While Syd nursed and napped, I managed to finish a book recommended by our birthing class instructor, The Happiest Toddler on the Block. Our instructor recommended Dr. Harvey Karp's first book, The Happiest Baby on the Block, in our class, and then talked about his toddler edition, saying she wished he had published it by the time her son was a toddler. She found them extremely helpful. So, I thought I'd check them out. I found the baby edition helpful - it made a lot of sense. I had high hopes for the toddler edition and so far, it has helped me understand where Syd is coming from when he gets upset. I haven't had need to really bring in the tantrum controlling, yet, but we're also only at 13 months, and I know the best is on its way.
Happiest Toddler explains that young children are so impulse driven (living in the id), that they are more primitive, almost like cave-men. Rather than rationalizing with them when they want something we cannot or will not give them, we are to appeal to their 'cave man'-like impulses to curb their emotional outbreaks. It also provides tactics that, from what I've seen already, truly work in helping them calm down when they get upset.
Best example I can provide?? Sydney was playing with Mommy and Daddy after dinner one day last week. He tripped and fell, hitting his head on the wall. Normal tripping and falling isn't a big deal - he does it all day long. But hitting his head really caught him off guard. He started to cry and I appealed to the cave-man... I told him he was 'mad mad mad at wall - bad wall! Owie wall! Bad wall - but its ok - Sydney hurt head but he'll be ok.' He stopped crying, looked at me in stunned silence, then went over and hit the wall, saying "Bah wah!!". He looked at me, I nodded my head yes, repeated what he said, and he promptly spanked the wall again, calling it a bad wall. Then, I told him the bear was lonely and we needed to play with the bear, and he moved on to play with the bear. Emotional meltdown prevented. Thank you, Dr. Karp!!

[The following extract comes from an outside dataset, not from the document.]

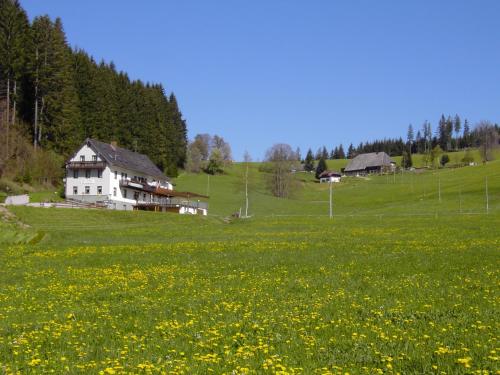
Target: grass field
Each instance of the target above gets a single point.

I don't pretend to believe that it will work that easily every time; especially since I'm not home with him (sigh...what I would give to be home with him...) but if nothing else, it has helped me to consider his emotional upsets and that I cannot expect him to think like me, that I have to appeal to his impulsive side, and that he still struggles, every day, to tell me what it is he wants, desires, what hurts, etc. It must be so frustrating for him. And to end on a cliche, patience truly is a virtue - especially when toddlers are involved.